The C/C++ languages don't reorder struct members in memory and never insert padding before the first member. But if I have 2 structures that start with the same members, can I cast between them if I only access the common members? In other words, is struct layout greedy? My concrete case is casting between VIDEOINFOHEADER and VIDEOINFOHEADER2
The C++ standard contains the following statement which, however, only applies to unions (9.2 [class.member] paragraph 19):
If a standard-layout union contains two or more standard-layout structs that share a common initial sequence, and if the standard-layout union object currently contains one of these standard-layout structs, it is permitted to inspect the common initial part of any of them. Two standard-layout structs share a common initial sequence if corresponding members have layout-compatible types and either neither member is a bit-field or both are bit-fields with the same width for a sequence of one or more initial members.
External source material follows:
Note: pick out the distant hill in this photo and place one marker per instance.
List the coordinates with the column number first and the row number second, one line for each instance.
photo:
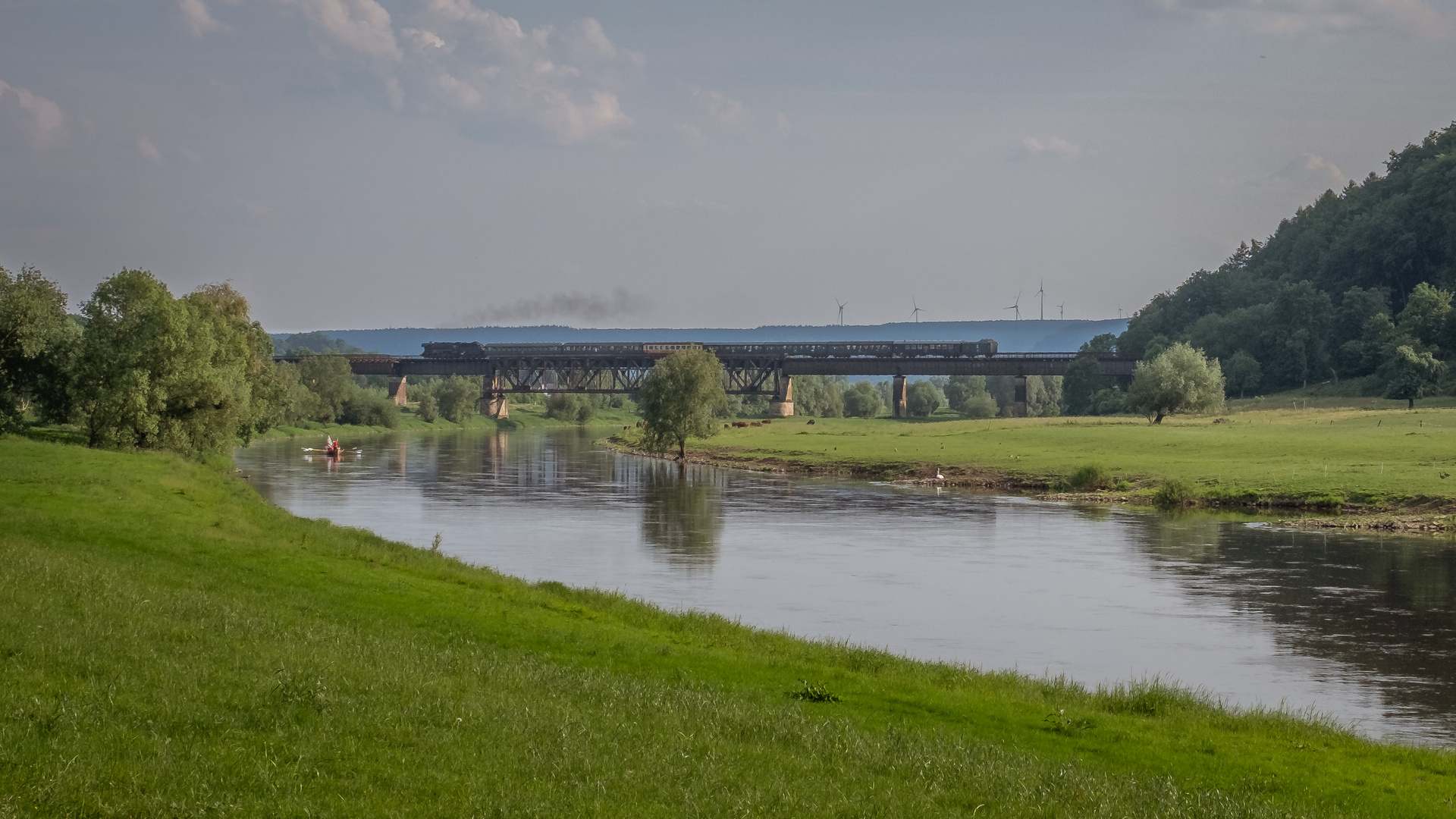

I didn't see any other guarantee with respect to partially defined structures in either the C or the C++ standard. That doesn't mean it isn't there, though, just that I haven't found it with a quick scan of a couple of relevant sections.
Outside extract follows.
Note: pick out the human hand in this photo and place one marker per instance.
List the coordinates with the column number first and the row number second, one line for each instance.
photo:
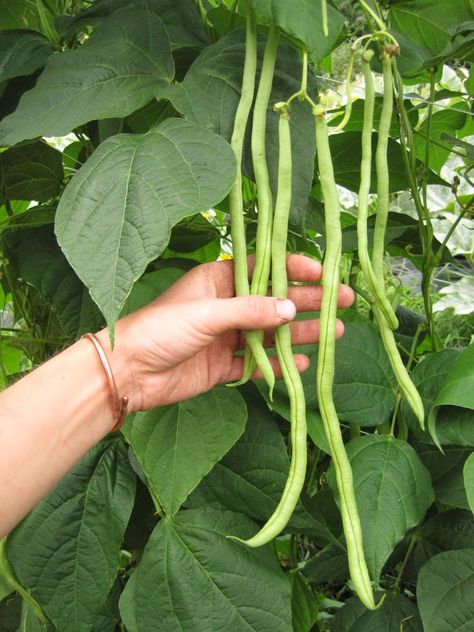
column 184, row 342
Short answer: yes. Mostly.
Compilers cannot re-order struct members: true. I'm not so sure about the padding, IFAIR structure member alignment is implementation defined.
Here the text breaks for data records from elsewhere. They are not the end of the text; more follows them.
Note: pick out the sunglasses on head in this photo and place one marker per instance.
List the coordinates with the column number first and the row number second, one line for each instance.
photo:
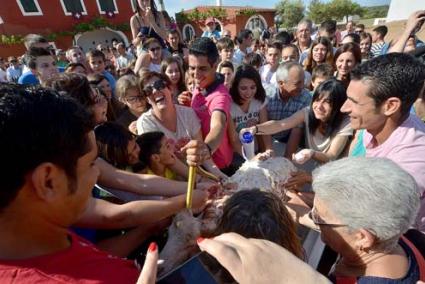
column 158, row 85
column 153, row 49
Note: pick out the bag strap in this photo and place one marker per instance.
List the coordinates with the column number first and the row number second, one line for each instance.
column 346, row 280
column 419, row 258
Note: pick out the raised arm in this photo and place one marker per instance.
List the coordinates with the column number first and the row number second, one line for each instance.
column 142, row 62
column 275, row 126
column 137, row 183
column 217, row 130
column 101, row 214
column 267, row 139
column 415, row 19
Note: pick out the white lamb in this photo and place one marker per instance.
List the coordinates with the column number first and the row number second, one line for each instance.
column 266, row 175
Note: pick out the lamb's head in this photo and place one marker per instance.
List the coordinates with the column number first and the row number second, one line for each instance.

But, a compiler is consistent when laying out structures. It has to be, or you'd never be able to write and then read back structures to files. And most compilers use 'sane' rules for structure layout, so you can write from one program and read in with another, even if they are different compilers on different systems.
Most of the time. There are no exactly defined rules for structure layout. So occasionally you get bitten by relying on the "natural" layout to match, when it doesn't. But in this case, you should be safe.